Objective: To investigate pancreatic beta cell morphology and function in rat adult offspring of dams fed a high fat diet in pregnancy.
Methods: Female Sprague Dawley rats were fed either a control breeding diet (4% fat) or a high fat diet (20% animal fat) balanced for vitamins and nutrients. Experimental diets were fed for 10 days prior to mating, throughout pregnancy and weaning. Weaned pups were fed standard low fat chow throughout adult life. The time-course of insulin secretion from isolated islets was determined by radioimmunoassay of perifusion samples. Islet insulin content was also measured by radioimmunoassay and preproinsulin mRNA levels were quantified by real-time RT-PCR. Electron micrographs of isolated pancreata were prepared for assessment of islet cell ultrastructure.
Results: Perifusion experiments indicated that glucose-stimulated insulin secretion was significantly reduced in islets isolated from the adult offspring of high fat dams (OHF).
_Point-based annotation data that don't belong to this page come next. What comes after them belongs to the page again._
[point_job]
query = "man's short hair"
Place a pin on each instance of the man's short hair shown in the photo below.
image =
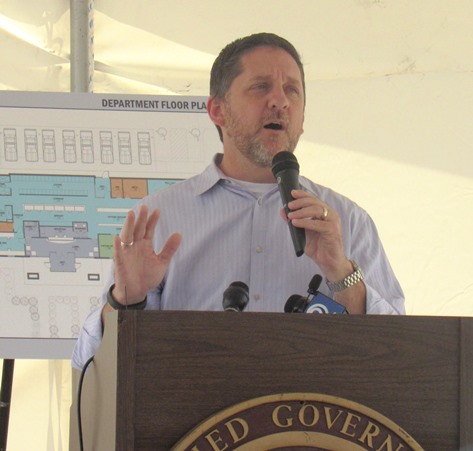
(227, 66)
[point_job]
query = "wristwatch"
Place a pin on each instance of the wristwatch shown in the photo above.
(117, 306)
(350, 280)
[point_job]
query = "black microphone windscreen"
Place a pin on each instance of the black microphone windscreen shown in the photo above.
(315, 284)
(236, 297)
(295, 304)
Both the initial peak phase and the sustained phase insulin secretion in response to 20mM glucose were significantly reduced in the experimental group (control: 438.8 plus/minus 46.3 pg/islet/20 min; OHF: 321.1 plus/minus 26.0, n=4, P<0.05). Islet insulin content was significantly reduced in the OHF rats (control: 26.9 plus/minus 2.6 ng/islet; OHF: 16.2 plus/minus 2.0, n=8-9, P<0.05). Preproinsulin mRNA levels were also significantly reduced in the experimental group (control: 35.6 plus/minus 8.3 pg/1000 copies actin; OHF: 9.4 plus/minus 2.1, n=3-4, P<0.05). Electron micrographs indicated altered ultrastructure of the beta cell secretory granules: OHF rat islets contained beta cell secretory granules with enlarged electron translucent halos, but with electron dense cores that were similar to control beta cells. The alpha cell secretory granules were not altered in the OHF islets.
Conclusions: These results are consistent with a high fat maternal diet permanently programming structural and functional abnormality of islet beta cells in the adult offspring of fat fed pregnant rats.